The program director gives a fine briefing and group departs to Beijing Zoo at 1030 - But I instead take taxi arranged by Ms Weiman to the Chinese Revolutionary Military museum. Cost is 14 Y plus tip. The scale of the city map is deceiving, so the museum is a lot further from the hotel than I expect - good thing I do not try to walk there. By 0900 the city traffic is very congested. There are many fine, tall buildings along this main street. There are many elevated cross streets which must have involved destruction of thousands of homes. The military museum is a large building with marble floors and very high ceilings to large halls. It is an extraordinary museum, very well laid out with extensive descriptions of the exhibits. There is much too much to see in one morning or even in several days. Another taxi takes me back to the group lunch at a fine restaurant with detailed written directions by Ms Weiman - but the taxi driver cannot find it at the place it seems to appear on the sketch map. Fortunately he can cell phone to our guide for directions. The resturant is about 5 blocks through narrow alleys from the indicated spot. The local tour guide is waiting outside as I arrive. Cost is 32 Y plus tip. The restaurant is spacious with beautiful decoractions and set up for special groups in 4 or 5 small rooms. We have the first of many daily banquet lunches. The dishes are served family style, placed on a lazy susan in the center, to each group of 10 at a table and come one after another so that by the time the last items are served one can hardly eat any more. See Beijing
After lunch we start the tour of Tian' An Men Square and then the Forbidden city. There are many people in the immense square yet it hardly seems populated. There are the usual souvineer sellers - watches, books, hats, postal stamps and more. We buy several hats with Beijing Olympics symbols on them for .50 cents each. Then we enter the Imperial palace - the Forbidden city through a huge gate with the portrait of Mao over the passageway. There are 6000 buildings in this palace grounds in which 10,000 people lived to care for the emperor and court. There are Chinese soldiers in impecable uniforms standing like statues everywhere. The uniforms are dark green with white webbing. The large crowds of Chinese move easily through the huge spaces. The Forbidden city has a series of walls and gates with multiple courtyards between. Several of the important palaces are being repaired and are covered with wire. But we are able to enter others. We visit part of the extensive living quarters also and peer through glass to see the interior furnishings. There are ancient cauldrons used in former days for fire protection. The rock garden is interesting - unusual formations obviously assembled from other places.

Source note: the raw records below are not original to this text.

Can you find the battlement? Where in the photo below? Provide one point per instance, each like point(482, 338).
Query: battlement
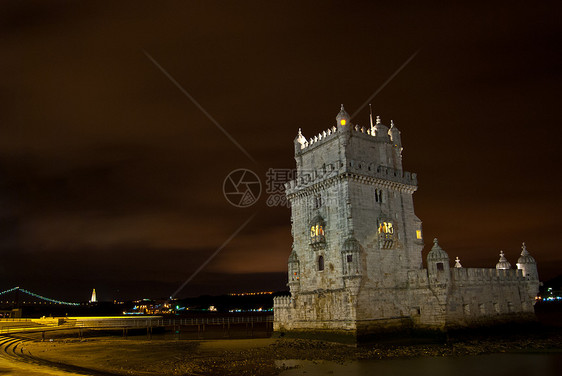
point(317, 140)
point(485, 275)
point(378, 175)
point(324, 136)
point(282, 301)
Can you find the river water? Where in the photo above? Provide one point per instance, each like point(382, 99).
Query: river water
point(508, 364)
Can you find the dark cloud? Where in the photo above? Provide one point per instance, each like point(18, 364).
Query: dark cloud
point(110, 177)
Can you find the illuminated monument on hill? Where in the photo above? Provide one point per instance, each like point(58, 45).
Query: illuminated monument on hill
point(356, 267)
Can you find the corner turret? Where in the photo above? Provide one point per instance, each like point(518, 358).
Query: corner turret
point(527, 264)
point(381, 130)
point(503, 263)
point(343, 120)
point(438, 263)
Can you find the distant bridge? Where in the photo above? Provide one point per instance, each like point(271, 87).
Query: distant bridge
point(34, 295)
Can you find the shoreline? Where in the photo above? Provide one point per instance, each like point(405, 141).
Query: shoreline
point(146, 357)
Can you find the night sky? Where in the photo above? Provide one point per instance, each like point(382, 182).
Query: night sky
point(111, 177)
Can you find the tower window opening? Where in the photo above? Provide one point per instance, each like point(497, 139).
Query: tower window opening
point(317, 201)
point(320, 263)
point(317, 233)
point(378, 195)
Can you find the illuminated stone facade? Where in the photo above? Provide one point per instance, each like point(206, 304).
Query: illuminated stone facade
point(356, 266)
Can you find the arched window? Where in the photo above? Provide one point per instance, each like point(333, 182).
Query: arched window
point(385, 231)
point(317, 232)
point(320, 263)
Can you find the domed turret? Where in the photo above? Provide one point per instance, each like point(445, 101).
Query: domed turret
point(394, 134)
point(437, 253)
point(381, 130)
point(294, 272)
point(343, 119)
point(458, 263)
point(503, 263)
point(527, 263)
point(438, 264)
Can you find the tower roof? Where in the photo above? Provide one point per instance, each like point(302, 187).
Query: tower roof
point(525, 257)
point(503, 263)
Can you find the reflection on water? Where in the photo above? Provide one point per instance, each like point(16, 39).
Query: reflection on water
point(520, 364)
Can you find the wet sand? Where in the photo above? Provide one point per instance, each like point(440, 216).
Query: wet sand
point(263, 356)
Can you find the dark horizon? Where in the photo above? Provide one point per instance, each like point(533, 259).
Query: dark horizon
point(111, 177)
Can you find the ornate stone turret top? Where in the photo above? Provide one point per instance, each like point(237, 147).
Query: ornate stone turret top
point(525, 258)
point(458, 263)
point(381, 130)
point(503, 263)
point(343, 118)
point(437, 253)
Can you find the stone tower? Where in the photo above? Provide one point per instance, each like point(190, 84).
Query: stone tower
point(353, 224)
point(356, 268)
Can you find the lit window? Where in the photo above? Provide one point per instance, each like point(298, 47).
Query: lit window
point(317, 234)
point(385, 231)
point(386, 228)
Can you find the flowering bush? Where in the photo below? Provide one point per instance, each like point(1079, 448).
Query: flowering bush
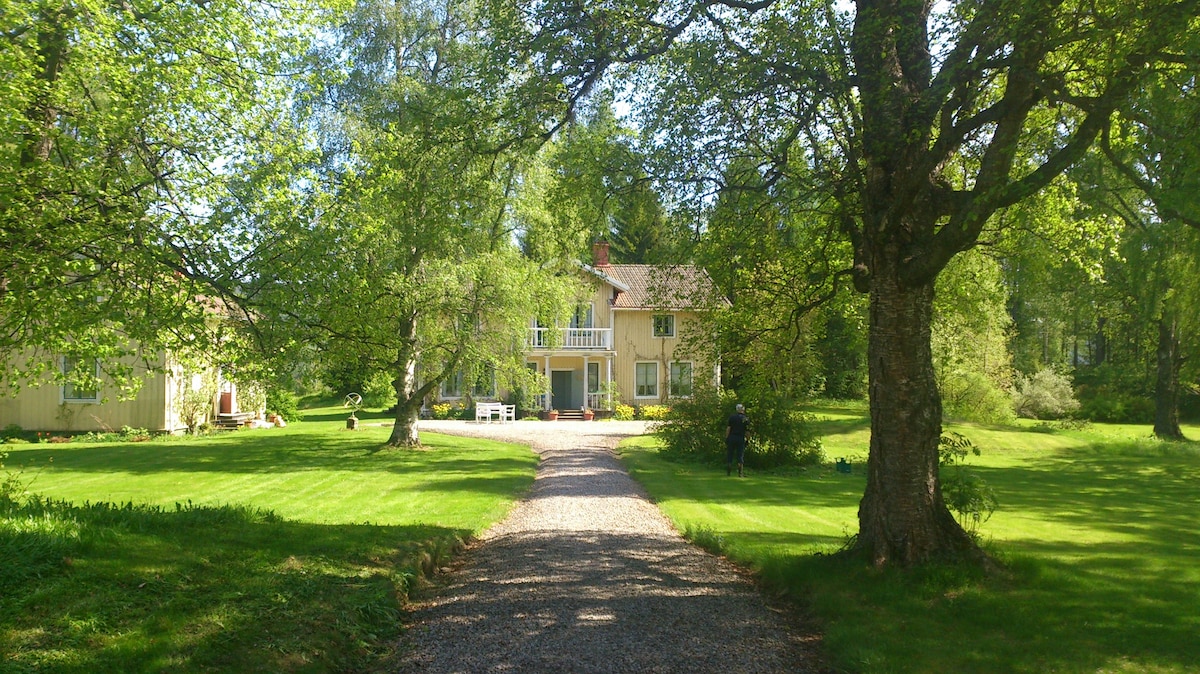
point(654, 413)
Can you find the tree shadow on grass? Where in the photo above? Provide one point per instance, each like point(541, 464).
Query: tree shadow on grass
point(136, 588)
point(259, 455)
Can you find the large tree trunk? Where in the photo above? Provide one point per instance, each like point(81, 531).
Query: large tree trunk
point(903, 518)
point(408, 393)
point(1167, 385)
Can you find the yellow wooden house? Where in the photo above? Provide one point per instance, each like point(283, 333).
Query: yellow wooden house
point(628, 337)
point(157, 405)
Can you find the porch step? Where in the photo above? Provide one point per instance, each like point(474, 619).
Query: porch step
point(232, 421)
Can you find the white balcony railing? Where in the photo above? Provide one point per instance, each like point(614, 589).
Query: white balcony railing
point(570, 338)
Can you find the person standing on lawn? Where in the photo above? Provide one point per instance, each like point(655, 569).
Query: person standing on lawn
point(736, 439)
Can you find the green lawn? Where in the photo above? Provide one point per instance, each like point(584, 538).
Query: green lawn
point(257, 551)
point(1098, 531)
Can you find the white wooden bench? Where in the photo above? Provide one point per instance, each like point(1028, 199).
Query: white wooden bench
point(501, 411)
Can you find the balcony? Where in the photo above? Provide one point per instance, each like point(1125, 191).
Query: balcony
point(571, 338)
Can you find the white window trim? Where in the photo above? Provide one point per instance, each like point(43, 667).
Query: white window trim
point(653, 326)
point(63, 389)
point(690, 363)
point(589, 316)
point(442, 387)
point(658, 381)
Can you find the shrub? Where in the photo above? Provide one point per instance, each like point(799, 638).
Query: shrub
point(653, 413)
point(449, 410)
point(965, 493)
point(1047, 395)
point(1111, 395)
point(779, 433)
point(973, 396)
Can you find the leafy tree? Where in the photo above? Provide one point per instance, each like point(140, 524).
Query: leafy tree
point(970, 339)
point(911, 124)
point(395, 251)
point(1155, 149)
point(117, 116)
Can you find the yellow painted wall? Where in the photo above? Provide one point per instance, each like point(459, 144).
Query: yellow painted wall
point(635, 342)
point(41, 408)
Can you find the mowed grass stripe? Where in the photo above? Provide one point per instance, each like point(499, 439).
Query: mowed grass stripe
point(283, 577)
point(1098, 534)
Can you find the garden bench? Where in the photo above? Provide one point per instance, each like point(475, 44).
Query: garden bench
point(485, 411)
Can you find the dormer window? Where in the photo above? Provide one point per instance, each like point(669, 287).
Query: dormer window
point(664, 325)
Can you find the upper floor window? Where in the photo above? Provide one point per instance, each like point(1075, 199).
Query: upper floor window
point(451, 386)
point(484, 386)
point(73, 391)
point(664, 325)
point(646, 380)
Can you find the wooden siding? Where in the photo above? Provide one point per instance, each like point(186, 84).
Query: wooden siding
point(42, 408)
point(635, 342)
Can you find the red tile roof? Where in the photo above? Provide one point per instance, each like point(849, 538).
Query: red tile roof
point(661, 287)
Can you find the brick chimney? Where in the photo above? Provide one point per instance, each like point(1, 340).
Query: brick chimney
point(600, 253)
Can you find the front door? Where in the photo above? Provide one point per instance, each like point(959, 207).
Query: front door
point(561, 389)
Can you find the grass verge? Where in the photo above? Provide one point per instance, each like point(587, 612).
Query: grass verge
point(1096, 529)
point(257, 551)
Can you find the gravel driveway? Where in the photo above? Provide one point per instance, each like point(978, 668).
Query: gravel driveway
point(586, 575)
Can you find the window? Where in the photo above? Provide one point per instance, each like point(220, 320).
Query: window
point(664, 325)
point(484, 386)
point(451, 386)
point(79, 368)
point(681, 379)
point(582, 316)
point(646, 380)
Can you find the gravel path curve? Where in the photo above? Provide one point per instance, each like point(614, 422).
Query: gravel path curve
point(586, 575)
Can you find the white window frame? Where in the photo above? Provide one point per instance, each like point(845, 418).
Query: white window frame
point(637, 392)
point(588, 314)
point(490, 392)
point(457, 379)
point(654, 325)
point(671, 379)
point(76, 398)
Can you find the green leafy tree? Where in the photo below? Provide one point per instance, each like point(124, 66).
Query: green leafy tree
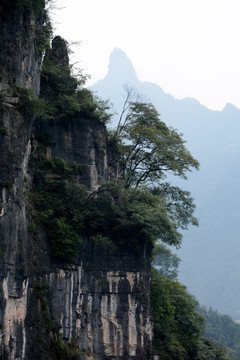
point(165, 262)
point(177, 323)
point(150, 149)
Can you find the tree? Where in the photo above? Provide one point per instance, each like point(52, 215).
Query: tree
point(149, 148)
point(177, 323)
point(165, 262)
point(149, 151)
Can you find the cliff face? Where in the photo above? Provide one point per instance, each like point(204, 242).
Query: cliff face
point(100, 303)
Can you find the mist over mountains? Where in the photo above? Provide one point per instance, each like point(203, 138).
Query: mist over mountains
point(210, 254)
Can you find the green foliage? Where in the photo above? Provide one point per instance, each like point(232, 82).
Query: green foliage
point(28, 104)
point(64, 97)
point(63, 351)
point(223, 330)
point(177, 324)
point(150, 148)
point(58, 212)
point(210, 350)
point(164, 261)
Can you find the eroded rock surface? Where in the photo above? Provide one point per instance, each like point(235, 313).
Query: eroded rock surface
point(101, 302)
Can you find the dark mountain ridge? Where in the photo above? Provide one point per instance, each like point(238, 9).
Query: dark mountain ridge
point(210, 253)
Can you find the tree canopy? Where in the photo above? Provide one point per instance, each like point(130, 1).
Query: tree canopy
point(150, 149)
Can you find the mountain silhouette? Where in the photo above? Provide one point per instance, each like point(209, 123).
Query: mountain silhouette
point(210, 254)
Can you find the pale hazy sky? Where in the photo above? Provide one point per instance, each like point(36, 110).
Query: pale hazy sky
point(190, 48)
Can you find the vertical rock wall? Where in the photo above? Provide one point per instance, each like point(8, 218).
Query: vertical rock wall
point(101, 302)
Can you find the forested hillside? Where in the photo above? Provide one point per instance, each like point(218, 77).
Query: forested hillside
point(210, 253)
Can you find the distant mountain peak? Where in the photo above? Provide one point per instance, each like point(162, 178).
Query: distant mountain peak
point(120, 64)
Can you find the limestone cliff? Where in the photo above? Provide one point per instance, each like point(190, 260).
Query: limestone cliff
point(100, 302)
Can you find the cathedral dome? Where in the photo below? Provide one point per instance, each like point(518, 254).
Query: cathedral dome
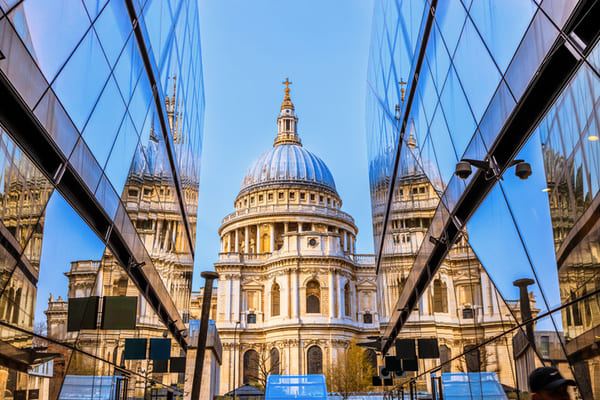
point(288, 163)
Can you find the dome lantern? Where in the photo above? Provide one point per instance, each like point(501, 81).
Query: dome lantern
point(287, 120)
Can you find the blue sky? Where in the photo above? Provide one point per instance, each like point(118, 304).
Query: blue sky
point(248, 49)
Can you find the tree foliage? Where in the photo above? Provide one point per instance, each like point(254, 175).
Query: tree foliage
point(351, 372)
point(261, 368)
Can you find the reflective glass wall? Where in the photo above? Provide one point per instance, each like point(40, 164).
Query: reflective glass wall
point(100, 141)
point(509, 285)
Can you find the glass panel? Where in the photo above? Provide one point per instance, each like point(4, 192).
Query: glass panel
point(478, 73)
point(24, 192)
point(444, 149)
point(492, 224)
point(113, 27)
point(529, 205)
point(18, 65)
point(450, 16)
point(457, 113)
point(157, 17)
point(102, 128)
point(54, 29)
point(536, 43)
point(492, 18)
point(82, 79)
point(128, 69)
point(122, 155)
point(437, 55)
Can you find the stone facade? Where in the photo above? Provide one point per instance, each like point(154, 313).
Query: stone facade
point(292, 293)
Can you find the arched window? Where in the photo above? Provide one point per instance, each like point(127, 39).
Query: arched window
point(400, 282)
point(250, 366)
point(347, 300)
point(313, 297)
point(440, 297)
point(371, 358)
point(275, 300)
point(445, 355)
point(472, 358)
point(315, 360)
point(274, 361)
point(265, 243)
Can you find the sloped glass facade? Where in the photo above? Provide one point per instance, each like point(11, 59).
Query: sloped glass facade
point(494, 82)
point(100, 138)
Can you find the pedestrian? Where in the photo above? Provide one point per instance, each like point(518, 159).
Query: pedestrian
point(546, 383)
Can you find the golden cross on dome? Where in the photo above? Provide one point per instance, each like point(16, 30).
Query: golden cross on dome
point(402, 90)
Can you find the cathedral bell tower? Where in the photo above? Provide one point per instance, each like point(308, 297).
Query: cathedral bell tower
point(287, 121)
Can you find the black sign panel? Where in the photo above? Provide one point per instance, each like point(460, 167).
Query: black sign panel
point(119, 312)
point(428, 348)
point(135, 349)
point(405, 349)
point(82, 313)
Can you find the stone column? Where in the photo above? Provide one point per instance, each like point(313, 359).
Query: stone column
point(338, 294)
point(332, 298)
point(258, 249)
point(294, 294)
point(288, 294)
point(236, 297)
point(227, 286)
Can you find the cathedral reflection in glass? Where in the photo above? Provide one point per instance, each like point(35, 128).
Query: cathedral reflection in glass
point(500, 266)
point(100, 136)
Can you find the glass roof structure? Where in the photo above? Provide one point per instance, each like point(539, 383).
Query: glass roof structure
point(496, 85)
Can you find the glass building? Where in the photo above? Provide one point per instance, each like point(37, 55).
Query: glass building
point(101, 113)
point(482, 124)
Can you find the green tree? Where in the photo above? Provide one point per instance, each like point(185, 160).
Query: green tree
point(351, 372)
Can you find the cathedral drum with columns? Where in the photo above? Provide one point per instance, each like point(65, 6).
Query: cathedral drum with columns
point(292, 293)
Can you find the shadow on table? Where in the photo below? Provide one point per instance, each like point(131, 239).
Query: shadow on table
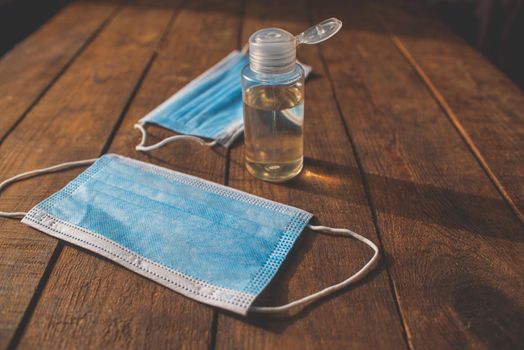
point(494, 318)
point(421, 202)
point(277, 293)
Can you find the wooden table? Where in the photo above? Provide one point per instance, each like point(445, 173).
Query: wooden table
point(411, 138)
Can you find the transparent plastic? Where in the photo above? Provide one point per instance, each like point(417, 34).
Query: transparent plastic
point(273, 123)
point(273, 96)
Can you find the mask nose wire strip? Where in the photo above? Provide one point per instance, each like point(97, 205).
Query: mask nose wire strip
point(329, 290)
point(141, 146)
point(32, 173)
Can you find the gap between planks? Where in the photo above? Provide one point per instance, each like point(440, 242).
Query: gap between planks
point(19, 332)
point(453, 118)
point(61, 72)
point(406, 333)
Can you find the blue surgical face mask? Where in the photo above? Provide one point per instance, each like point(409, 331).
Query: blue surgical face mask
point(212, 243)
point(209, 107)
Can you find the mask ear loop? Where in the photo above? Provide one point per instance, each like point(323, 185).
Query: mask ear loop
point(336, 287)
point(141, 146)
point(32, 173)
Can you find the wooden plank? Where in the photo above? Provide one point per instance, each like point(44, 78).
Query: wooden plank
point(91, 302)
point(71, 122)
point(455, 248)
point(28, 70)
point(482, 103)
point(330, 187)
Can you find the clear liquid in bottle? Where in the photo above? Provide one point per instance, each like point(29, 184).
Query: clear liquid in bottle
point(273, 119)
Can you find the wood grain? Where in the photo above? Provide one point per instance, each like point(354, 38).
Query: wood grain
point(71, 122)
point(91, 302)
point(455, 247)
point(484, 105)
point(330, 187)
point(27, 71)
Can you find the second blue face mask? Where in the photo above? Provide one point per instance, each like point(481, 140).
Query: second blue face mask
point(209, 107)
point(209, 242)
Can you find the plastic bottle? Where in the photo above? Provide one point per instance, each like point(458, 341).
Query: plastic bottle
point(273, 95)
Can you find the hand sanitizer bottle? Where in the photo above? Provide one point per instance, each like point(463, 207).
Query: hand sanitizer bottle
point(273, 95)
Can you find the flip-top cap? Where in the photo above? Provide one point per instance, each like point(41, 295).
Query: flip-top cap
point(272, 50)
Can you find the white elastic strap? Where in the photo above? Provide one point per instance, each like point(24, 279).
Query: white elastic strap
point(141, 146)
point(28, 174)
point(332, 289)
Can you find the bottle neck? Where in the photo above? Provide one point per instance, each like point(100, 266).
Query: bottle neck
point(272, 67)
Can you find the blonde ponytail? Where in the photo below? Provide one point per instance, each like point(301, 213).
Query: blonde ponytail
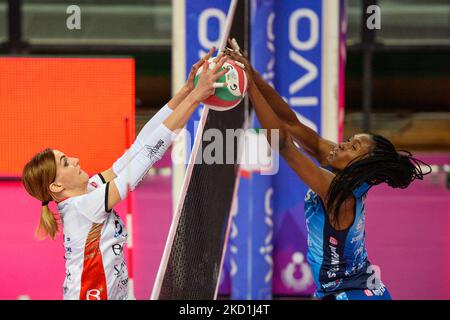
point(48, 224)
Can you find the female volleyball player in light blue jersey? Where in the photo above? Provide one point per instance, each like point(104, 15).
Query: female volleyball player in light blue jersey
point(94, 235)
point(334, 205)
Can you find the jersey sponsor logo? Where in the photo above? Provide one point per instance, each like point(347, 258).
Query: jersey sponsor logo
point(153, 151)
point(368, 293)
point(93, 294)
point(117, 249)
point(332, 272)
point(120, 269)
point(332, 284)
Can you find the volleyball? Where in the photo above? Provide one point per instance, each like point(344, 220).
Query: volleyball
point(226, 98)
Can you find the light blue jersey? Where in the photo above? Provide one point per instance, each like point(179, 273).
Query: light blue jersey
point(338, 258)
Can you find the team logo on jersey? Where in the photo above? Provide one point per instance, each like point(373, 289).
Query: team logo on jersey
point(153, 151)
point(332, 284)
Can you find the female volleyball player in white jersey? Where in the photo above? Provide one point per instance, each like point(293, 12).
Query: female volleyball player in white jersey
point(94, 236)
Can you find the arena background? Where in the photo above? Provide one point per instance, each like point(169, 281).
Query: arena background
point(122, 66)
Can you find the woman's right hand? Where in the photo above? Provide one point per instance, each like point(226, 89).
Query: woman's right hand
point(206, 84)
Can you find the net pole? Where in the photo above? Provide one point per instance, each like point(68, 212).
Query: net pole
point(129, 217)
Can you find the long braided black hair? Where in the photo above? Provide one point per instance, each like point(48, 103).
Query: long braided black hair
point(382, 164)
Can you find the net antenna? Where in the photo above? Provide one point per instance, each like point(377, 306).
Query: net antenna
point(156, 292)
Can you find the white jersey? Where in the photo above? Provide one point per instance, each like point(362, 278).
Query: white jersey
point(94, 241)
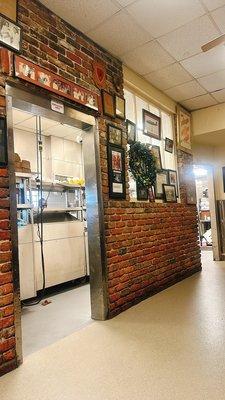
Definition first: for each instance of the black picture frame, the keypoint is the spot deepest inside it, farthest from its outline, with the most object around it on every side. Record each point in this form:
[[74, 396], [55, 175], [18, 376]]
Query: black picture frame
[[161, 179], [109, 110], [113, 130], [142, 192], [156, 151], [120, 107], [169, 145], [191, 198], [131, 131], [172, 173], [172, 193], [151, 119], [223, 172], [11, 24], [116, 172], [3, 142]]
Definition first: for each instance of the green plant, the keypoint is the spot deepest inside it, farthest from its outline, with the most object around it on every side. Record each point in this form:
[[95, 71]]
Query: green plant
[[142, 164]]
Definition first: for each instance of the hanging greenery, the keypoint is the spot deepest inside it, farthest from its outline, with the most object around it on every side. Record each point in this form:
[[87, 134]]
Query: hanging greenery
[[142, 164]]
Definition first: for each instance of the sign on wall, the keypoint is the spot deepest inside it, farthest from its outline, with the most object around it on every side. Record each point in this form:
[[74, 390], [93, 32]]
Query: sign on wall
[[8, 8], [54, 83]]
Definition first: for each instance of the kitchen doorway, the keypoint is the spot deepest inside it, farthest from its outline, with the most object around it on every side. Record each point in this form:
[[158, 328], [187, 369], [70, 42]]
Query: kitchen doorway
[[56, 207]]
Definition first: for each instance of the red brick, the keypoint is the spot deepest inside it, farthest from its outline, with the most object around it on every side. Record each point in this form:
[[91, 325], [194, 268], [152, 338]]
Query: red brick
[[73, 57], [7, 344]]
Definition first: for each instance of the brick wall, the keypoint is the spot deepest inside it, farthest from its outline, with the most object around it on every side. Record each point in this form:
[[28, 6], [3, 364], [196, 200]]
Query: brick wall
[[146, 245]]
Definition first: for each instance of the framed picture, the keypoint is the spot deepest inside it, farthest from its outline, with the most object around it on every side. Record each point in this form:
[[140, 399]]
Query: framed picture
[[114, 135], [161, 179], [169, 145], [170, 193], [151, 125], [183, 129], [3, 142], [116, 171], [191, 194], [108, 104], [155, 150], [142, 192], [120, 107], [223, 172], [131, 131], [10, 34], [173, 179]]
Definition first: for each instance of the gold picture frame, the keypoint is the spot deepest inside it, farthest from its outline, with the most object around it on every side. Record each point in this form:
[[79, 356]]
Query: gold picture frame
[[184, 130]]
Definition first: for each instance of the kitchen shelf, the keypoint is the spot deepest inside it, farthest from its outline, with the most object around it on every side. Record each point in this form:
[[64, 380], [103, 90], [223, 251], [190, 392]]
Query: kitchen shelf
[[58, 210], [24, 206]]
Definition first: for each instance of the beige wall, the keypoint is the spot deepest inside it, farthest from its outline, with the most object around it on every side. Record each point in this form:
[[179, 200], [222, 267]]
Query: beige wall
[[142, 87]]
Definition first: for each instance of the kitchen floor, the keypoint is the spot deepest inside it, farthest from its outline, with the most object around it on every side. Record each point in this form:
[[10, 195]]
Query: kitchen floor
[[169, 347], [68, 312]]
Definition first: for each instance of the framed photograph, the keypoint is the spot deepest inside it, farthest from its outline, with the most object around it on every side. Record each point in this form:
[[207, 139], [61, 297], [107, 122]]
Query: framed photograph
[[3, 142], [173, 179], [131, 131], [191, 194], [108, 104], [169, 145], [151, 125], [170, 193], [161, 179], [120, 107], [142, 192], [116, 171], [155, 150], [10, 34], [114, 135], [183, 129]]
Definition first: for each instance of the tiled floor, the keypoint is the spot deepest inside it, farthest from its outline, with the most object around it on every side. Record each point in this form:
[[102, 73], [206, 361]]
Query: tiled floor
[[169, 347], [68, 312]]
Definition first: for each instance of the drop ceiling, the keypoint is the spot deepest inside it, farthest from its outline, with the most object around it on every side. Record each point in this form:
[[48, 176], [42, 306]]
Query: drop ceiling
[[160, 40]]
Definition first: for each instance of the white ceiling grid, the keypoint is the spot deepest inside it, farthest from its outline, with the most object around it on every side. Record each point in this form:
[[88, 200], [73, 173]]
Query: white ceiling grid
[[160, 40]]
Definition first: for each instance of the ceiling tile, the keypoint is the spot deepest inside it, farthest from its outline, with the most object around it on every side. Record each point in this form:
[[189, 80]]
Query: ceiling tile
[[213, 82], [169, 76], [159, 16], [125, 3], [185, 91], [219, 17], [83, 14], [147, 58], [213, 4], [219, 95], [199, 102], [187, 40], [117, 42], [205, 63]]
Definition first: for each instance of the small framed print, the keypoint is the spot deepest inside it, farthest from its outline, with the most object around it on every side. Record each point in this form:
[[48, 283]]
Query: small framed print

We return to the hotel by bus, passing more temples and pagodas. Just enough time to dress for dinner. Bus to a famous Peking Duck Restaurant. It is an obvious tourist attraction with many huge dining rooms. A chef performs an artistic carving of a duck into 100 pieces. But the duck is a tiny part of the huge, multi-course dinner with too many courses to count served on platters on another lazy susan - we cannot eat all of even one course. Afterwards we try to walk off the excess by taking the subway back to the hotel and wandering through some very up-scale department stores. The Chinese are not lacking for hign-end European fashions, jewlery and perfumes. The subway is clean and quiet, not architecturally beautiful as in Moscow, but a lot more functional and clean. Too bed after a fascinating and exhausting day.